Bau-Problem:

Pfusch am Trinkwasser-Speicher

Bröseliger Beton, stehendes Wasser: Beim Bau eines Stavenhagener Trinkwasserspeichers ist damals einiges schief gegangen. Weil das alles erst jetzt in vollem Ausmaß sichtbar wird, dauert's mit der Sanierung noch eine Weile.

Die Männer der Dachdeckerei Wehr sorgten erstmals für ein Dachgefälle und bringen neue Bitumenbahnen auf.
Eckhard Kruse Die Männer der Dachdeckerei Wehr sorgten erstmals für ein Dachgefälle und bringen neue Bitumenbahnen auf.

So viele Keime wie im vergangenen Jahr soll es nicht noch mal im Stavenhagener Trinkwasser geben. Das ist für Peter Dammann vom Wasserzweckverband Malchin-Stavenhagen klar. Mit der Sanierung des größten Trinkwasserspeichers der Stadt an der Treptower Straße sind die Belüftungslöcher und die feinmaschige Gaze am Betonkörper ganz verschlossen worden. So können die Mücken nicht mehr in den Speicher gelangen und dort Enterokokken-Bakterien hinterlassen. Durch das Überschreiten der zulässigen Grenzwerte im Jahr 2012 musste das Trinkwasser an vielen Orten, unter anderem in Stavenhagen, für mehrere Monate gechlort werden (der Nordkurier berichtete).
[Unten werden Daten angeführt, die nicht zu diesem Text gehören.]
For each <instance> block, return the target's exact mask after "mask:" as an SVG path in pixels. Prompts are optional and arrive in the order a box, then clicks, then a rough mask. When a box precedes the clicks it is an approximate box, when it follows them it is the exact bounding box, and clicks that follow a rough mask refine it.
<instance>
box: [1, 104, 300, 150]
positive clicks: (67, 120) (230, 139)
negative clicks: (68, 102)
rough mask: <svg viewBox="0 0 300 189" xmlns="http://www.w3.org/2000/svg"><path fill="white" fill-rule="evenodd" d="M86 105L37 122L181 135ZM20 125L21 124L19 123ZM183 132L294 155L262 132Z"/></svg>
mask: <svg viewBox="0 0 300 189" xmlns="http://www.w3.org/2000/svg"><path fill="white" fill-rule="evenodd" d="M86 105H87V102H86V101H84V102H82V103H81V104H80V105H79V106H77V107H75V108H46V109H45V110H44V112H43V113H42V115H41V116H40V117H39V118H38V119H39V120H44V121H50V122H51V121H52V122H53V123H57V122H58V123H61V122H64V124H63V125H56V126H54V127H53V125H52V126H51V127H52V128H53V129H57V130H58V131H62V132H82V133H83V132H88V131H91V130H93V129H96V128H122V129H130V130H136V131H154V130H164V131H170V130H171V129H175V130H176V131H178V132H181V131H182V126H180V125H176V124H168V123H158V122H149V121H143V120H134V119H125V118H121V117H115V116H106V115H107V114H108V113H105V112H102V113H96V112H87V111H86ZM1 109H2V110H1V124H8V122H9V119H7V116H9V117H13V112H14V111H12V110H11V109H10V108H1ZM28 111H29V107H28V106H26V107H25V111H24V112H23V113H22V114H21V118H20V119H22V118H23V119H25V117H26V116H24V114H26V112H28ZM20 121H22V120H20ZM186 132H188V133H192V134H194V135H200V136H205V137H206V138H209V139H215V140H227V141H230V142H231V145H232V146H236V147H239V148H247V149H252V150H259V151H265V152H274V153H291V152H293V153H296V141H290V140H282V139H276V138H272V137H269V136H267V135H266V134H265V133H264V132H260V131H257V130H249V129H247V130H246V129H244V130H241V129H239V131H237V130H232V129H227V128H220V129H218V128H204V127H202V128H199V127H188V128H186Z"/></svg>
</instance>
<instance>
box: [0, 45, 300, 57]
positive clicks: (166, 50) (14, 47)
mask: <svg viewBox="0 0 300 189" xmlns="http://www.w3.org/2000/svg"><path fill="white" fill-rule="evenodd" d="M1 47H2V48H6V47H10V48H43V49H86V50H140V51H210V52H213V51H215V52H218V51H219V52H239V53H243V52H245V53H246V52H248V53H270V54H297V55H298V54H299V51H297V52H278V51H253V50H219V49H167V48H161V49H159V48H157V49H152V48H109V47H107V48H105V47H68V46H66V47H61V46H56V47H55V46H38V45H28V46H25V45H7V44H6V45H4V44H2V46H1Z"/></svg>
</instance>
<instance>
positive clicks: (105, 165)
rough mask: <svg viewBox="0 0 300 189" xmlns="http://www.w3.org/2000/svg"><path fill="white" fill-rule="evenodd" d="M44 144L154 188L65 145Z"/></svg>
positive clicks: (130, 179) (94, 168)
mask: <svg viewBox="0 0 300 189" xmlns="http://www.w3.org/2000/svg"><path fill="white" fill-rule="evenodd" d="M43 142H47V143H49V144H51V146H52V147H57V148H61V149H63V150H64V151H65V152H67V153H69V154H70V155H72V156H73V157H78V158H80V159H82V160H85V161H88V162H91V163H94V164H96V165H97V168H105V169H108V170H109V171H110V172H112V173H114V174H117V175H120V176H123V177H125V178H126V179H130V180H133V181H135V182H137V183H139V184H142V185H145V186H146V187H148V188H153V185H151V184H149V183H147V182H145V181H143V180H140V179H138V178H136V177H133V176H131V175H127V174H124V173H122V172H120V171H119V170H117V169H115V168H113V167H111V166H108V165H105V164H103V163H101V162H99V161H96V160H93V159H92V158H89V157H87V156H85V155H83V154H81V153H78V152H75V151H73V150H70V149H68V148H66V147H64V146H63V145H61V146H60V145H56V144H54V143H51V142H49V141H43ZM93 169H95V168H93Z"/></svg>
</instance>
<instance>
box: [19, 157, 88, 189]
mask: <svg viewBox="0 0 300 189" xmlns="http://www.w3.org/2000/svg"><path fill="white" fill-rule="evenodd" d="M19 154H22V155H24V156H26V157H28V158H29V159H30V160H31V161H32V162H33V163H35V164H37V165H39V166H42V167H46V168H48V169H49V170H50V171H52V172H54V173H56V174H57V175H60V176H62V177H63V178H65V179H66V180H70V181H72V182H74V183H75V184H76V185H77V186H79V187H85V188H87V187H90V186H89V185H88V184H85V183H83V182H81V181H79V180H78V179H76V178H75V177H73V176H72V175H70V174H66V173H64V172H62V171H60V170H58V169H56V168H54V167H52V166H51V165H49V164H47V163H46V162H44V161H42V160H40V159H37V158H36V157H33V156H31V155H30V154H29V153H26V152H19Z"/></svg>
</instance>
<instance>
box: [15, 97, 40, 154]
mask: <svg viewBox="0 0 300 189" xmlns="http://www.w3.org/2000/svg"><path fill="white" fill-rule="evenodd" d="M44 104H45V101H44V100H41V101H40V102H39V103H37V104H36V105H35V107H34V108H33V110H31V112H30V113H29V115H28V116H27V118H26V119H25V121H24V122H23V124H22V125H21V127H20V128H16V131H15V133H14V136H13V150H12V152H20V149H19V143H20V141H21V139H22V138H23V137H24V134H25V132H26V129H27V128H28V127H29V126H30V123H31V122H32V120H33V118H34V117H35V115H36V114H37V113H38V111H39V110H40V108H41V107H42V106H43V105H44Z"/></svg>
Seit September läuft nun die Sanierung, um den Rundbau auf Vordermann zu bringen. Gefilterte Luft wird zukünftig über ein Rohr von oben in den Wasserspeicher eingeleitet, erläuterte Dammann. Mücken sollen damit keine Chance mehr haben. Doch das ist nur der kleinste Teil des Umbaus, der insgesamt rund 360 000 Euro verschlingen wird. Vor allem der Beton im Inneren und das Dach machten den Bauleuten zu schaffen. „Es gab damals viel Pfusch am Bau“, sagte Dammann. Deswegen sei die Bausubstanz zum Teil erheblich schlechter als angenommen.

So kamen viele Zusatzarbeiten auf den Wasserversorger zu: „Wir mussten die Betonsohle aufwändig untersuchen lassen.“ Das Innere sei abgestrahlt und mit Betonmörtel beschichtet worden. Alte Fugen wurden entfernt und neu verfüllt. Den elastischen Endanstrich wird es erst 2014 geben – wenn die Außentemperaturen es zulassen. Beim Dach gab es in der Vergangenheit gar keinen Gefälle-Estrich, betonte Dammann. Dadurch habe immer das Regenwasser auf dem Dach gestanden. Dachdecker beseitigten jetzt diesen Mangel und trugen eine neue Isolierung und neue Bitumenbahnen auf.

Diese Mehrarbeiten sind nicht ohne Zeitverzug zu schaffen. 

Das bedeutet für Dammann, dass die Arbeiten in diesem Jahr nicht mehr wie geplant fertig werden können. Trotzdem soll der Speicher zu Weihnachten wieder ans Trinkwassernetz gehen.